In my usual prolix way, I left a very long response to a Facebook post about Turkey.  So I think I should post it on my blog.  I’m responding to an article from The New Yorker, ‘Letter from Turkey: The Deep State, The Prime Minister is revered as a moderate, but how far will he go to stay in power’ by Dexter Filkins (a real New Yorker name).

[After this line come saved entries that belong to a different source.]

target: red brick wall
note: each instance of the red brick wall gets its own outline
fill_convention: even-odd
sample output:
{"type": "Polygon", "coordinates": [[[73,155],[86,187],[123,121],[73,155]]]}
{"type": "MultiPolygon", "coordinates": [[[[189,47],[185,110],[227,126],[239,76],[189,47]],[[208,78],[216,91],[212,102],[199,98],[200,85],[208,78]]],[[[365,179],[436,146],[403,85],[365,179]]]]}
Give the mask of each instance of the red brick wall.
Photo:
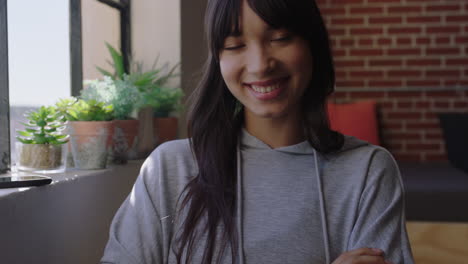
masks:
{"type": "Polygon", "coordinates": [[[468,112],[468,0],[317,0],[336,67],[332,100],[378,102],[398,160],[446,160],[439,112],[468,112]]]}

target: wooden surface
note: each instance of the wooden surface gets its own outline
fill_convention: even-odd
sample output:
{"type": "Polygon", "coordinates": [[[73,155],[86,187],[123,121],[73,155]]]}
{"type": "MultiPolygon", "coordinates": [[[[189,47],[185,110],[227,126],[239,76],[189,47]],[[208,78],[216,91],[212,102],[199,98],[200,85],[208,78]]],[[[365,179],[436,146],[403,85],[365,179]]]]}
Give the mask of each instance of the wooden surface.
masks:
{"type": "Polygon", "coordinates": [[[417,264],[467,264],[468,223],[407,222],[417,264]]]}

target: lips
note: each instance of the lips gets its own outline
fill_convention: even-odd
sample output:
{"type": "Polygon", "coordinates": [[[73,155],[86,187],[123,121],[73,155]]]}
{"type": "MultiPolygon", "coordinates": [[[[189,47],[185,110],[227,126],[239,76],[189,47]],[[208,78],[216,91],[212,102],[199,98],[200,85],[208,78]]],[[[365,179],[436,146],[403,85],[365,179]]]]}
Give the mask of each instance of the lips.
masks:
{"type": "Polygon", "coordinates": [[[270,85],[274,85],[276,83],[279,83],[281,81],[284,81],[284,80],[286,80],[288,78],[289,77],[282,77],[282,78],[275,78],[275,79],[266,80],[266,81],[247,82],[245,84],[247,84],[247,85],[256,85],[256,86],[270,86],[270,85]]]}
{"type": "Polygon", "coordinates": [[[280,83],[277,82],[275,84],[268,85],[268,86],[251,85],[250,87],[257,93],[269,93],[273,90],[278,89],[280,87],[280,83]]]}
{"type": "Polygon", "coordinates": [[[259,100],[272,100],[280,96],[289,77],[245,83],[250,93],[259,100]]]}

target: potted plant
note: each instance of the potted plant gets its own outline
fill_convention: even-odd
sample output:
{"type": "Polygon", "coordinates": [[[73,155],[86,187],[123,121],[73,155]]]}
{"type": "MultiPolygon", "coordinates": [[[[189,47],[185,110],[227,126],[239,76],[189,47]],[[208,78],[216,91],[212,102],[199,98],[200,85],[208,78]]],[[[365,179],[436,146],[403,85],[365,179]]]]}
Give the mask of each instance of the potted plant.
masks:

This is a good article. The one big gap is that they don’t seem to have picked up on the strength of tensions between Gülentists (followers of Fetullah Gülen, who leads the biggest religious community in Turkey, often known just as The Community)and non-Gülentists in the AKP. Also, they left out the ways in which the old ‘Kemalist’ (republican secularists linked to the Army, directly or in sentiments) establishment itself allied with religious conservatives at times. Essentially the article is what I was saying in conversations and in internet forums a few years ago. That is AKP (the governing party in Turkey) is Turkish nationalist and statist at heart, continued a pre-existing reform process, but has no genuine liberalising vision of its own, and is prepared to use unpleasant means to stay in power, and has used a parodic image of Kemalism to get misguided support from liberal opinion inside Turkey, and beyond.. I might seem to be childishly saying ‘I told you so’ (in relation to liberal-left fans of the AKP in general, and both libertarians and some parts of Marxist/Post-Marxist left opinion, yes really they have common ground ), but the fact is I did. There are a few points I would quibble with in the article, Aydınlık (Enlightenment) magazine could more accurately be described as far left with nationalist leanings, than ultranationalist. Some of the reforms attributed to Erdoğan (e.g. Kurdish language rights) took place under the arch-Kemalist predecessor, Bülent Ecevit. The article hints at, but does not make entirely clear the ambiguity in Turkey about who, and is who not, part of prevailing power. The relation of left-Kemalists to the state in the past is the most obvious example. Underlying the AKP/Gülenist take over of the state has been a division of secular democratic forces between Kemalists and anti-Kemalists, both purveying parodic negative views of each other. I hope we can now start to see a more nuanced debate about the negative and positive sides of Turkish republicanism, and new political groups emerging beyond some of the old divisions.